O TCLE, segundo afirma Wanssa (2011, p. 106), é o instrumento para o consentimento informado, o qual é pressuposto associado ao respeito à autonomia, que significa “autogoverno, autodeterminação da pessoa de tomar decisões que afetem sua vida, sua saúde, sua integridade físico-psíquica, suas relações sociais. Refere-se à capacidade de o ser humano decidir o que é “bom”, ou o que é seu “bem-estar” ”(MUÑOZ, 1998, p. 57).

3 Ortotanásia e o ordenamento jurídico brasileiro

O tratamento jurídico oferecido àqueles no final da vida tem sido alvo de debates e propostas de reformas, principalmente no que tange à ortotanásia, matéria outrora desconhecida pela Constituição Federal/88 e pelo Código Penal/40. É preciso analisar a compatibilidade da ortotanásia dentro do ordenamento jurídico brasileiro e a preservação da autonomia individual e da dignidade humana.

3.1 Ortotanásia e a Constituição Federal/1988

A norma constitucional vigente “...é norma que serve de fundamento na aplicação das demais outras que tutelam a vida humana”(SILVA, 2006, p. 42). Precedendo os direitos e deveres fundamentais, a Constituição Federal/88 tem, em seu art. 1º, como um dos princípios que legitimam um Estado Democrático de Direito, a dignidade humana. Segundo Temer (2010, p. 26), os princípios fundamentais seriam normas de eficácia plena, tendo aplicabilidade imediata, direta, integral, e independem de posterior legislação para sua operatividade. É compartilhado por muitos o entendimento de que dignidade humana seja o mínimo para que se possa viver bem, com respeito absoluto aos direitos fundamentais do ser humano. Pessini (2005, p. 66) apresenta uma idéia de dignidade relacionada à “qualidade de vida”. Segundo ele não é qualquer vida que merece ser vivida. A partir da dicotomia qualidade de vida versus quantidade de vida...

[...]é como se o primeiro grupo preconizasse a vida desde que com dignidade, em conformidade com o art. 1º da Constituição Federal de 1988, e o segundo grupo defendesse a vida a qualquer preço, enquanto bem jurídico maior a ser tutelado pelo Estado. (ASSIS, 2010, p. 3)

 É preciso dignidade tanto para viver quanto para morrer. Medidas terapêuticas em pacientes incuráveis, simplesmente com objetivo fisiológico, caracteriza uma condição indigna de vida, postergando algo inevitável.

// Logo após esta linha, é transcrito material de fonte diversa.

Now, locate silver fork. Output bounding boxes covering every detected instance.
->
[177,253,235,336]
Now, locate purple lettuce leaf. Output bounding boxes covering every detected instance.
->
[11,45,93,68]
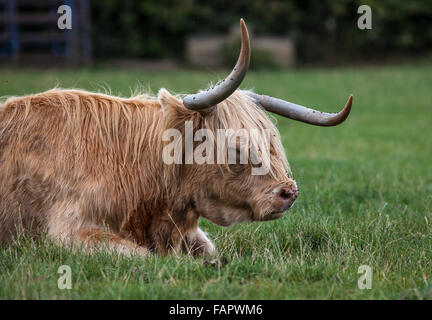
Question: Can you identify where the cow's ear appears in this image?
[158,88,183,108]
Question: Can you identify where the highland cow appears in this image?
[0,20,352,255]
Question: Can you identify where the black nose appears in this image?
[279,187,298,201]
[278,187,299,210]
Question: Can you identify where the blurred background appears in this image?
[0,0,432,69]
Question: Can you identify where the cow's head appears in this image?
[160,20,352,225]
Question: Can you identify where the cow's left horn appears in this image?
[248,92,353,127]
[183,19,250,110]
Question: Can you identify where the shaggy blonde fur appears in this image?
[0,89,297,254]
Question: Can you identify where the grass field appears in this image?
[0,64,432,299]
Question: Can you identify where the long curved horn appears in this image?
[248,92,353,127]
[183,19,251,110]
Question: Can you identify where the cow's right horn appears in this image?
[183,19,251,111]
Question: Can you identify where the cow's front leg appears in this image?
[185,227,216,256]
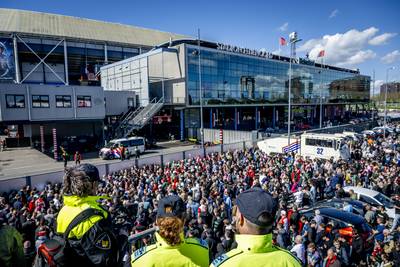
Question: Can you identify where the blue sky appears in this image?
[0,0,400,94]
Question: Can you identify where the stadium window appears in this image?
[6,95,25,108]
[32,95,50,108]
[56,95,72,108]
[77,95,92,108]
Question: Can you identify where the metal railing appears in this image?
[130,97,164,131]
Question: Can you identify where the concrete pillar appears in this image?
[234,107,239,131]
[64,39,69,85]
[104,44,108,65]
[254,107,259,130]
[210,108,214,129]
[180,109,185,141]
[13,34,21,83]
[272,107,276,128]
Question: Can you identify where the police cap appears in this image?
[73,163,100,182]
[157,195,185,218]
[236,187,277,226]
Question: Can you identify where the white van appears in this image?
[257,137,300,155]
[343,186,395,222]
[301,133,351,160]
[99,136,145,159]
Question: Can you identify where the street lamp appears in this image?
[318,70,322,129]
[197,29,204,148]
[383,67,395,138]
[288,32,301,145]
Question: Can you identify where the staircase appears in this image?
[116,98,164,138]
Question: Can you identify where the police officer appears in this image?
[211,187,301,267]
[0,212,25,267]
[56,164,122,266]
[131,195,209,267]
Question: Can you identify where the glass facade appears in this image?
[0,36,144,86]
[186,46,370,105]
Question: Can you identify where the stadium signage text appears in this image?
[217,43,274,59]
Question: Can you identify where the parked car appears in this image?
[313,198,365,216]
[299,207,374,251]
[343,186,395,220]
[361,130,376,138]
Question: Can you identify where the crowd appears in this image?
[0,122,400,267]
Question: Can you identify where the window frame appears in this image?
[31,95,50,108]
[5,94,25,108]
[55,95,72,108]
[76,95,92,108]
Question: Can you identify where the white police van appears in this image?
[99,136,145,159]
[301,133,350,160]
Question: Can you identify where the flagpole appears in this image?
[278,38,281,60]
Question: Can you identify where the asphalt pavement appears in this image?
[0,142,195,180]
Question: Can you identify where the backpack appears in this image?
[33,208,104,267]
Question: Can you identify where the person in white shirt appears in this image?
[290,235,306,264]
[293,187,303,207]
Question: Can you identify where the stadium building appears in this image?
[101,39,370,140]
[0,9,184,147]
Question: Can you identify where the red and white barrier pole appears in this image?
[53,128,58,161]
[40,125,44,153]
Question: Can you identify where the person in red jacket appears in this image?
[323,248,341,267]
[74,151,82,165]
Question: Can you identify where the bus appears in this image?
[300,133,350,160]
[257,133,350,160]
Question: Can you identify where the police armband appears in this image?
[211,249,243,267]
[185,238,208,249]
[132,244,157,262]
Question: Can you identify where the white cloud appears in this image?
[329,9,339,19]
[368,32,397,45]
[278,22,289,32]
[381,50,400,64]
[298,27,379,67]
[371,80,385,95]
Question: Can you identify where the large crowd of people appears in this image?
[0,122,400,267]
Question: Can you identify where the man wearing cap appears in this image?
[56,164,123,266]
[131,195,209,267]
[211,187,301,267]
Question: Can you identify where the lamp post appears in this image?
[288,32,301,145]
[383,67,395,139]
[318,71,322,129]
[197,29,204,148]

Não se estaria prolongando a vida, mas sim o processo de morte, adicionando dor e sofrimento. A CF/88 proíbe, no art. 5º, III, a tortura e o tratamento desumano ou degradante. A obstinação terapêutica e o tratamento fútil, tanto por meios comuns quanto extraordinários, no desvelo de vencer a morte, podem se transformar em tortura para o paciente, o verdadeiro titular do direito à vida. Seria uma violação ao princípio constitucional da dignidade humana.

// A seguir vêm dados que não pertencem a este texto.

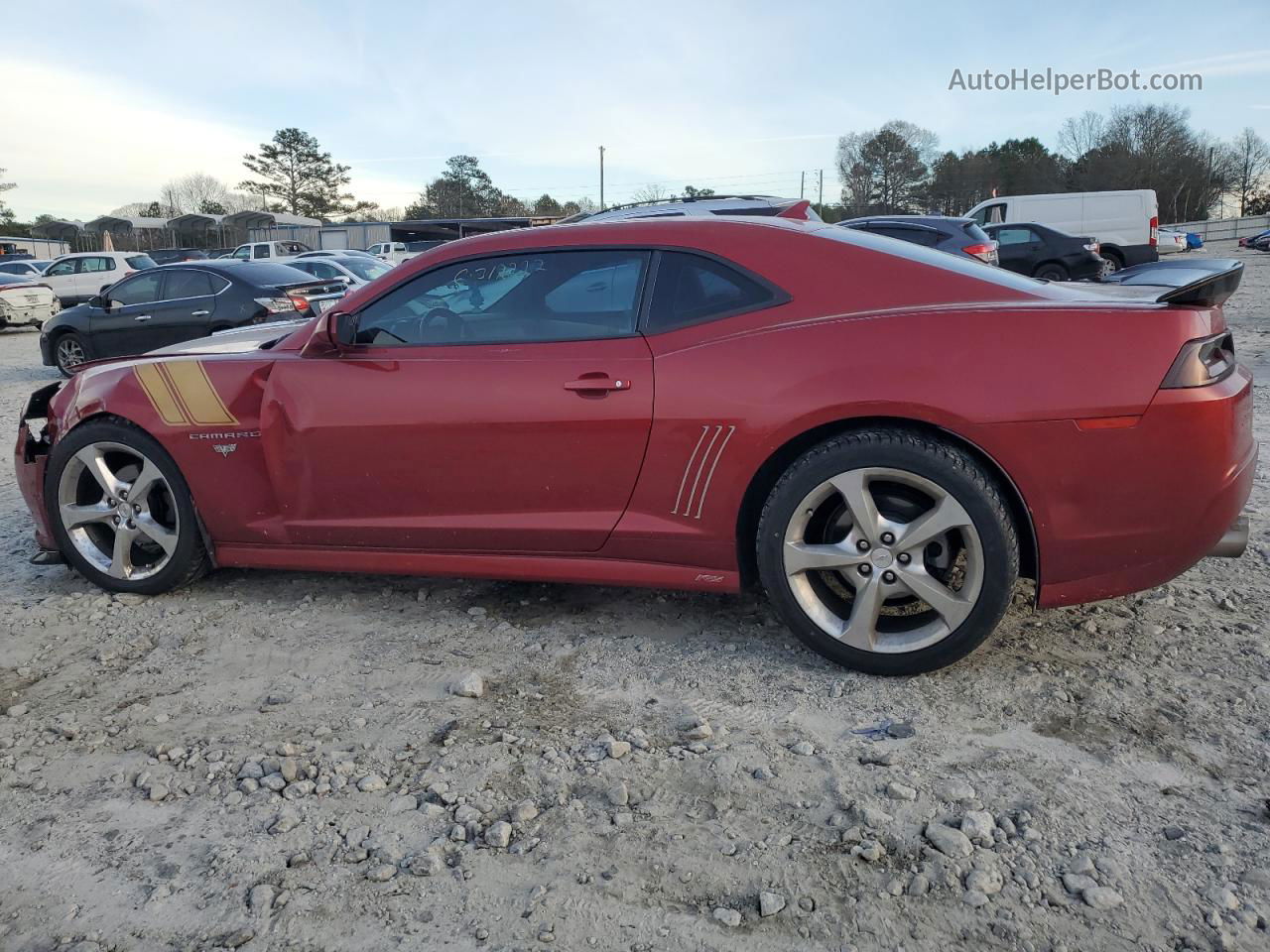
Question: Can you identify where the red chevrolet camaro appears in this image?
[17,217,1257,674]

3.2 Ortotanásia e a Legislação Penal Especial/1940

Quanto à restrição de recursos biotecnológicos em doenças incuráveis, segundo Villas-Bôas (2008, p. 70) “o Código Penal brasileiro de 1940 precede a revolução tecnológica da segunda metade do século XX e não tinha como prever expressamente hipótese dessa ordem”. As deficiências e insuficiências da Legislação Penal são observadas em sua função aglutinadora, cabendo, portanto, aos juristas contemporâneos uma interpretação criativa, a partir de fontes diversas, para melhor aplicá-la a um caso concreto de ortotanásia.

Importante recurso nessas circunstâncias tem sido a bioética, com sua maior capacidade de adaptação ao novo e sua rede de princípios que vem sendo construída desde a década de 70, servindo, nas situações em tela, para nortear o profissional no que tange a como se portar diante do paciente em final de vida e os limites de uso de recursos biotecnológicos disponíveis. (VILLAS-BÔAS, 2008, p. 71)

Sobre a ortotanásia, de acordo com Villas-Bôas (2008, p. 71), discute-se se ela se enquadraria no art. 121, §1º do Código Penal, como homicídio simples privilegiado, ou omissão de socorro, ou exercício regular da profissão. Todavia, o que o legislador pensava quando dispôs que é crime contra a vida matar alguém impelido por motivo moral? O que seria motivação moral? Cabe aqui uma melhor interpretação doutrinária e jurisprudencial.

3.3 Ortotanásia e o Código de Ética Médica/2009

Conforma Dantas (2011, p.7) o Código de Ética Médica/09 é orientado por 25 princípios fundamentais, 10 normas diceológicas, 118 normas deontológicas, ou seja, aquelas que determinam deveres de conduta e 5 disposições gerais. O descumprimento de qualquer norma deontológica estará sujeito à pena. A respeito da ortotanásia, cita-se o princípio contido no inciso XXII, que orienta o seguinte:

[...]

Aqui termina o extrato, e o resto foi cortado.